Pada skala kecil limbah biomasa seperti kayu-kayuan, ranting dan dedaunan bisa digunakan untuk bahan bakar terutama untuk memasak makanan kebutuhan sehari-hari. Ketika limbah biomasa tersebut sedikit mendapat sentuhan teknologi, seperti pemilahan, pengeringan dan penyeragaman ukuran, maka pemanfaatannya bisa menjadi lebih mudah dan efisien. Ukuran seragam dan tingkat kekeringan tertentu dari limbah biomasa tersebut sudah cukup menjadikannya menjadi bahan bakar yang bisa diandalkan apalagi apabila jumlah atau pasokannya melimpah. Alhamdulillah, saat ini sudah ada teknologi untuk mengubah panas menjadi listrik dengan sangat mudah, yakni thermoelectric generator. Saat memasak ataupun membakarnya untuk berbagai keperluan, maka panas tersebut tidak semua hilang dilingkungan. Pada umumnya lebih dari 50% panas sewaktu pembakaran (heat loss)  hanya hilang percuma, dan ini seharusnya bisa diambil untuk diubah menjadi listrik.
  






Dengan mengubahnya menjadi listrik maka penggunaannya menjadi tidak terbatas, yakni dari sekedar untuk charge gadget, penerangan atau berbagai keperluan lain.  Sambil memasak dan sambil produksi listrik, aktivitas yang sangat mungkin dilakukan. Jika listrik tidak disegera digunakan maka bisa disimpan dalam baterai-baterai. Tingkat kelistrikan yang rendah terutama di luar Jawa bali dan seringnya terjadi mati listrik, melimpahnya potensi limbah biomasa dan ancaman kebakaran hutan di musim kemarau, dan dengan memanfaatkannya maka solusi bisa didapat. Sebagai contoh listrik yang telah disimpan dalam baterai-baterai tersebut selanjutnya dimanfaatkan untuk penerangan pada tempat-tempat yang belum dijangkau listrik tentu ini sangat bermanfaat.
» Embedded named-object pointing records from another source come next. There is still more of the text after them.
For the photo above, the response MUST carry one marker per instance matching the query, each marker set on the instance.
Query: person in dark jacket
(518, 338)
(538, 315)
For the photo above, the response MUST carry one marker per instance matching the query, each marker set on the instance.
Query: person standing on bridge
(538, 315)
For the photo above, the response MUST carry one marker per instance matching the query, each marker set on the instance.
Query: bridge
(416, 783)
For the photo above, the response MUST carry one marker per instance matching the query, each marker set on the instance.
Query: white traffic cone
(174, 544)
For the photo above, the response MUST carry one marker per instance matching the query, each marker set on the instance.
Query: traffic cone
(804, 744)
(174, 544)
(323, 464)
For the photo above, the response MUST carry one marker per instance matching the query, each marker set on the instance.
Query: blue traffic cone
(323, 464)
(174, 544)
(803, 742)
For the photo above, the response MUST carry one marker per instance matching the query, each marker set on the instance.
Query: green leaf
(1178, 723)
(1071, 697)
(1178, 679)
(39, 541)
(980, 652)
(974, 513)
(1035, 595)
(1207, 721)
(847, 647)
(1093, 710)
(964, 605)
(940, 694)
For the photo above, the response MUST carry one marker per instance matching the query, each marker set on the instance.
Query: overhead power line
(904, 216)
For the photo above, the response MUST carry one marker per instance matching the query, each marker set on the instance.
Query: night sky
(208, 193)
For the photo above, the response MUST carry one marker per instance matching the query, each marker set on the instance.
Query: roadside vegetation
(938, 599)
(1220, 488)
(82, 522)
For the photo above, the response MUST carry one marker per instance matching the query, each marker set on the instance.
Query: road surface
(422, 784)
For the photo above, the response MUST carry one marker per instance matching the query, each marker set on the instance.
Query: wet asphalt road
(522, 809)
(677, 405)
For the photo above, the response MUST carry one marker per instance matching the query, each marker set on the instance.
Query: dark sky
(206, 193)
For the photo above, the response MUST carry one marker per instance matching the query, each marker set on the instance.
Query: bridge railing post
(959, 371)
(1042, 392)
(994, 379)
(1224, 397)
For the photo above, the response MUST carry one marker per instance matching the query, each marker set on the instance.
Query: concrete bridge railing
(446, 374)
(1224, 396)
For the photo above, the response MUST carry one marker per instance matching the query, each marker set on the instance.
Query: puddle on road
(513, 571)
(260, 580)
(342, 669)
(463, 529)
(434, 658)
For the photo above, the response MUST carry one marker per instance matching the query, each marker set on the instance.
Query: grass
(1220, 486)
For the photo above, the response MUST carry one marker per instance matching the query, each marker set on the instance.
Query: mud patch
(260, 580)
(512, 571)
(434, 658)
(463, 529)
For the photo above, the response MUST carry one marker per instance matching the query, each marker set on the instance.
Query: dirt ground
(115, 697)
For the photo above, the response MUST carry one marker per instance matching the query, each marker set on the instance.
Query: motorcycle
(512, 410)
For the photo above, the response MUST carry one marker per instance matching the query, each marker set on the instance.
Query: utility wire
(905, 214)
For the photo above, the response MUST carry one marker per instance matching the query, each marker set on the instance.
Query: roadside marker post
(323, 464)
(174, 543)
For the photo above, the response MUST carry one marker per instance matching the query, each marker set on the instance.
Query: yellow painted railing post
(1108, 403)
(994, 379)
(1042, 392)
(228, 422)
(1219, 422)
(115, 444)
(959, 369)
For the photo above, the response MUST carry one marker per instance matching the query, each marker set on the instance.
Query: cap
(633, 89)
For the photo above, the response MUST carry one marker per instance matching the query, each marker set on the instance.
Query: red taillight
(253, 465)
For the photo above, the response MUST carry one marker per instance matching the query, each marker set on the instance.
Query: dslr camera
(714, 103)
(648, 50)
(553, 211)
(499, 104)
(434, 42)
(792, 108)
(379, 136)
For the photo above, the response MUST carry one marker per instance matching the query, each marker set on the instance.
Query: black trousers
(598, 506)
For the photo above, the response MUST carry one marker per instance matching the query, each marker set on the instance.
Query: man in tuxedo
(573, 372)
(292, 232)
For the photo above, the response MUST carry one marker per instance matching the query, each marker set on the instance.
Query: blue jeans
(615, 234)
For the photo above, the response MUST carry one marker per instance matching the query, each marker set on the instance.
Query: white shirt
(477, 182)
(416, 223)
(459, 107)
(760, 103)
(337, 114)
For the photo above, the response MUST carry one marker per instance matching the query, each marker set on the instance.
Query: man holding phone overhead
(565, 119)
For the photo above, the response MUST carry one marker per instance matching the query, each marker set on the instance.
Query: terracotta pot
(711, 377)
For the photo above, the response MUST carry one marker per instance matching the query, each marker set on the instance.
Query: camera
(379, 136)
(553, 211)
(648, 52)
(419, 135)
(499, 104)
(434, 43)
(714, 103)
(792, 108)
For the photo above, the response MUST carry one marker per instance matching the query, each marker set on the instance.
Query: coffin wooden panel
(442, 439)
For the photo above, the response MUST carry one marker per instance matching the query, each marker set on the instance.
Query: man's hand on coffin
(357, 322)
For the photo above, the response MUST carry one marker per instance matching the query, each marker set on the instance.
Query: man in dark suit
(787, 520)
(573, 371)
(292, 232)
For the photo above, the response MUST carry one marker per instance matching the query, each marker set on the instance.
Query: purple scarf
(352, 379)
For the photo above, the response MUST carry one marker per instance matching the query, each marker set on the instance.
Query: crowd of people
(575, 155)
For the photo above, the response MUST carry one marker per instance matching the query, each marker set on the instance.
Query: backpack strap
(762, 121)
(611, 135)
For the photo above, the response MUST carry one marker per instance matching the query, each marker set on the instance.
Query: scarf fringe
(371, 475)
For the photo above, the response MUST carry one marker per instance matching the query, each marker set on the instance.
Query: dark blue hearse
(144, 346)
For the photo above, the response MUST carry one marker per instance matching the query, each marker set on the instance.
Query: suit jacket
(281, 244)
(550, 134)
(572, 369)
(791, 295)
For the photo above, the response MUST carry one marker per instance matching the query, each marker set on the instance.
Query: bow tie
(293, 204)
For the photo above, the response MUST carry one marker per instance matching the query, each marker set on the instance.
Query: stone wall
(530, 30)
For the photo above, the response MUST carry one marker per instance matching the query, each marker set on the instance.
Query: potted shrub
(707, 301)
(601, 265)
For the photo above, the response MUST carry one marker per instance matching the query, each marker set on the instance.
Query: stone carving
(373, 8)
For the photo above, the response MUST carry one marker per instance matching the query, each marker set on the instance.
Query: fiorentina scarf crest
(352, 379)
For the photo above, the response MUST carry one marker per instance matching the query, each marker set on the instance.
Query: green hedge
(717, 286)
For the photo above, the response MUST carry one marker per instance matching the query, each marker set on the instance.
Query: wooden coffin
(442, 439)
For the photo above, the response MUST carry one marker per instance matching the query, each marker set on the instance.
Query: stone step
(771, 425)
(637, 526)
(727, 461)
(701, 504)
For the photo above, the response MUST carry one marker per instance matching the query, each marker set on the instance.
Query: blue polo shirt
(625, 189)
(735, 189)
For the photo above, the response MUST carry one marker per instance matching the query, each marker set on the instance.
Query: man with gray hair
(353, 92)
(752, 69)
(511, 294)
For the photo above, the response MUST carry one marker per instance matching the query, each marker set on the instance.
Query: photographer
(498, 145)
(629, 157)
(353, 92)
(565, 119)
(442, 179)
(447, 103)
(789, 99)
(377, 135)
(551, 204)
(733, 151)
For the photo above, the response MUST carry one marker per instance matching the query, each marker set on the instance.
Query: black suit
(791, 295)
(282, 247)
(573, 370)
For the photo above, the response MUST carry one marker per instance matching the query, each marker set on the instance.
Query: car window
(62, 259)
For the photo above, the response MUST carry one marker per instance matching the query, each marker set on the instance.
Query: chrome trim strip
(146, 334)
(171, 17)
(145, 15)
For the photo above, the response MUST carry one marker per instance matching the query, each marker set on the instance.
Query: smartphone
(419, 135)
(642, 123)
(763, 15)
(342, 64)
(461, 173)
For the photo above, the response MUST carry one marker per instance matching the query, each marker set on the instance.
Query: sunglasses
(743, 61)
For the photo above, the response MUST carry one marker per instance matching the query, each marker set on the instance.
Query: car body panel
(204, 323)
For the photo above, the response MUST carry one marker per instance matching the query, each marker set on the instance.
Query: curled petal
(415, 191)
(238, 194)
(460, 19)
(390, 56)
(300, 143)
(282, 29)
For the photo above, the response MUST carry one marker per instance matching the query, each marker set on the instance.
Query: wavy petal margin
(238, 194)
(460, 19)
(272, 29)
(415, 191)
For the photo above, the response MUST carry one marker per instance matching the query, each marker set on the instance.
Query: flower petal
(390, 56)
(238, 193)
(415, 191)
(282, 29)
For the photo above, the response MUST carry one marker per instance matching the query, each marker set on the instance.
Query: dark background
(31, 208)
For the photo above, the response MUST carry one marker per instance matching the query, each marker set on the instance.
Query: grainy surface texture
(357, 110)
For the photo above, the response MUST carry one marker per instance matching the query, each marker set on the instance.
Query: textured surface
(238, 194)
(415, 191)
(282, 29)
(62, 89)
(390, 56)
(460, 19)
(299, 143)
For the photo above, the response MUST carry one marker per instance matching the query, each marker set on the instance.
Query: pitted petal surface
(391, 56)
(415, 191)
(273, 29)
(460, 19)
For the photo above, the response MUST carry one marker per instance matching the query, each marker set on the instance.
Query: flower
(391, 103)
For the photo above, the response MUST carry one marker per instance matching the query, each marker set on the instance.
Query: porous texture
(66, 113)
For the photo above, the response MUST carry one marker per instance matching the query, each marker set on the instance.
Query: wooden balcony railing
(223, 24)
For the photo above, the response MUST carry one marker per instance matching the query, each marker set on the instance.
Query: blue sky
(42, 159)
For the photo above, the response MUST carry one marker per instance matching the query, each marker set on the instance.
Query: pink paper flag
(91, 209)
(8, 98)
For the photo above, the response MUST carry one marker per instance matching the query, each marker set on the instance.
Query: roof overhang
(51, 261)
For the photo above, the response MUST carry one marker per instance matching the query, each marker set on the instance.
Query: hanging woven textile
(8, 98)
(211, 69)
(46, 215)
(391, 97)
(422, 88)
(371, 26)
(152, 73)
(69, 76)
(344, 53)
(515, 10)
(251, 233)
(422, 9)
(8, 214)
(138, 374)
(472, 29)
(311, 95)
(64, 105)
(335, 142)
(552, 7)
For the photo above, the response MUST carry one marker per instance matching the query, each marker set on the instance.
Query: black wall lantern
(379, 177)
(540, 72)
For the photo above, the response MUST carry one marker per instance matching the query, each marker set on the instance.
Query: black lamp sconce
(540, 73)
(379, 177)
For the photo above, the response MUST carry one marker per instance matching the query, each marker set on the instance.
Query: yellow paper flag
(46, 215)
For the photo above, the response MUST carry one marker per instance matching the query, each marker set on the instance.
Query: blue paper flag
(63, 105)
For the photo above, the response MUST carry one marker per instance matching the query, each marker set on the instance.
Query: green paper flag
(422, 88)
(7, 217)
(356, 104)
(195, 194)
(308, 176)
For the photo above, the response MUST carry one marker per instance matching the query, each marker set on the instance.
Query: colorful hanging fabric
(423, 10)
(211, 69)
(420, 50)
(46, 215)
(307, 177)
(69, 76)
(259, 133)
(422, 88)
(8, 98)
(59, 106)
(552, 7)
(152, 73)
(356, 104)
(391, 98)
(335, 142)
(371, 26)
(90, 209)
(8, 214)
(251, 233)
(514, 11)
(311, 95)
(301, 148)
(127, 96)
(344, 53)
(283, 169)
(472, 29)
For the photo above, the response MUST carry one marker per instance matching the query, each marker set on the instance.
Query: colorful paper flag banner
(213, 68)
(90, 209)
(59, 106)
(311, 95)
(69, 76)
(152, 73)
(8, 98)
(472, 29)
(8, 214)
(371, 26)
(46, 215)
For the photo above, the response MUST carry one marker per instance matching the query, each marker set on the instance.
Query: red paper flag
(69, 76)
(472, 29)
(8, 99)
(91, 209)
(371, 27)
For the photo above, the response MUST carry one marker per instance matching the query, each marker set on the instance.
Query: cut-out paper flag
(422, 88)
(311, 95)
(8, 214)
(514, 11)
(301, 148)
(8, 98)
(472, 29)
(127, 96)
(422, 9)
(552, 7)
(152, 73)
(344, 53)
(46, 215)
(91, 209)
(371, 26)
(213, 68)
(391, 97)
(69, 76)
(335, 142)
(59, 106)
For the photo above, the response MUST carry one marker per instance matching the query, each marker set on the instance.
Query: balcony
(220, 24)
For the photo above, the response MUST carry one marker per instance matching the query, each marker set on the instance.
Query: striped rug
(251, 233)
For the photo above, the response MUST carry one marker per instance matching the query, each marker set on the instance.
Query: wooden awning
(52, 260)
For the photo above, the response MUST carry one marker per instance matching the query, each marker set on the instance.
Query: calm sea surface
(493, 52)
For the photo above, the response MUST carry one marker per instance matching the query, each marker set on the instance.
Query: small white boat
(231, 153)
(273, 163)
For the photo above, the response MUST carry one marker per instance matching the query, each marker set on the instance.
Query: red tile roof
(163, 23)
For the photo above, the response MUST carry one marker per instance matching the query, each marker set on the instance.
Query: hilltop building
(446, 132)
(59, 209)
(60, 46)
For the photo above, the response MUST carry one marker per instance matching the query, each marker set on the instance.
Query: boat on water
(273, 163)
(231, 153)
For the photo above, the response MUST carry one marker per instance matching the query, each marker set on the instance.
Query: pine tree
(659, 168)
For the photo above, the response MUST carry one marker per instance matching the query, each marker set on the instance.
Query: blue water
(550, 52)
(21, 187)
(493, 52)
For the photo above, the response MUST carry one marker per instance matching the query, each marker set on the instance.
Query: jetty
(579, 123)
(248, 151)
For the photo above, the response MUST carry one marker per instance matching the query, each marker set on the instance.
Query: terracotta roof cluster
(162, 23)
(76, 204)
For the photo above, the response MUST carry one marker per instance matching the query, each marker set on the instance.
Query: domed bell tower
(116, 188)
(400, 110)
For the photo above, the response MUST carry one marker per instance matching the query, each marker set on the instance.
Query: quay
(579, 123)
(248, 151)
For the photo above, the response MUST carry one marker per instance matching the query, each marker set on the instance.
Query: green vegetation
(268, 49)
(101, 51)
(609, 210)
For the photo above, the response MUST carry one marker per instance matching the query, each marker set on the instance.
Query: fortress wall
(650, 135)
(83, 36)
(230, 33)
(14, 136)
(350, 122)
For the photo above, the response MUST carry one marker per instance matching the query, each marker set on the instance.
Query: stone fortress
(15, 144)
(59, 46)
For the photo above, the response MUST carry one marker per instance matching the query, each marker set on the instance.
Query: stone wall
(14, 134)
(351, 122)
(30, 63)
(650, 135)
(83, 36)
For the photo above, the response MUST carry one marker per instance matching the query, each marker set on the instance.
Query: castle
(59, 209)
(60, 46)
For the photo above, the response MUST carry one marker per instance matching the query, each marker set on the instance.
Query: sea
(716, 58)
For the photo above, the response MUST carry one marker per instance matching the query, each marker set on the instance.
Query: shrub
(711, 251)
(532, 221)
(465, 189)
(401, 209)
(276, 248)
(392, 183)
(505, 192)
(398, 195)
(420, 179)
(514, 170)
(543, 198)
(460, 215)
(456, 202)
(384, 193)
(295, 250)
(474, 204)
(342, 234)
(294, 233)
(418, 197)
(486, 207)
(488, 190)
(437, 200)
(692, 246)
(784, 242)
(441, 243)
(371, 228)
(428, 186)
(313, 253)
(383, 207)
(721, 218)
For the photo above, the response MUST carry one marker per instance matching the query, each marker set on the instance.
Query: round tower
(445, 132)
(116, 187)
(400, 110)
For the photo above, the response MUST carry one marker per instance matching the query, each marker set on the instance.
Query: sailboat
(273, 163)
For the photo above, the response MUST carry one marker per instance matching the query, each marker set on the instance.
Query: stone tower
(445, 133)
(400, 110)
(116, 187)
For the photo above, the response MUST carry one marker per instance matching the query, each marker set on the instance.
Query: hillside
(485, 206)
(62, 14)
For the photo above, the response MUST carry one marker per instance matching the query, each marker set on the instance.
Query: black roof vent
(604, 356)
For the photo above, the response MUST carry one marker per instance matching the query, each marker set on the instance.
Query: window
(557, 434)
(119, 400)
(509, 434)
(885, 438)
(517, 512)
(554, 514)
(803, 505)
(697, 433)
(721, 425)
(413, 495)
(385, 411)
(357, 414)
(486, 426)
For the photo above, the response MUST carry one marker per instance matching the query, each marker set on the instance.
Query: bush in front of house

Sedangkan para petani bisa memanfaatkan limbah biomasa tersebut untuk membuat arang pertanian (biochar) dengan alat sederhana seperti drum-drum bekas. Limbah-limbah biomasa terutama yang berupa daun-daunan dapat digunakan untuk hal ini. Terbukti bahwa arang pertanian ini membantu menyuburkan tanah dengan cara terutama menjadi rumah mikroba dan menahan pupuk supaya tidak larut dan hanyut dengan pori-porinya. Pada saat pengoposan atau pembuatan pupuk organik arang pertanian (biochar) bisa ditambahkan terutama untuk mengurangi bau yang timbul sewaktu proses pengomposan dan mengurangi hilangnya senyawa amoniak (NH3)ke atmosfer. Sewaktu proses pembuatan arang pertanian (biochar) tersebut panas yang timbul juga bisa diubah menjadi listrik dengan thermoelectric generator. Generator ini kabarnya bahkan juga telah mampu dibuat di Indonesia.

Tidak ada komentar:

Posting Komentar

Urgensi Transisi Energi Berkeadilan

Seorang muslim dari Amerika Serikat (AS) yang juga merupakan aktivis lingkungan, Ibrahim Abdul Matin (2012), dalam bukunya Green Deen : What...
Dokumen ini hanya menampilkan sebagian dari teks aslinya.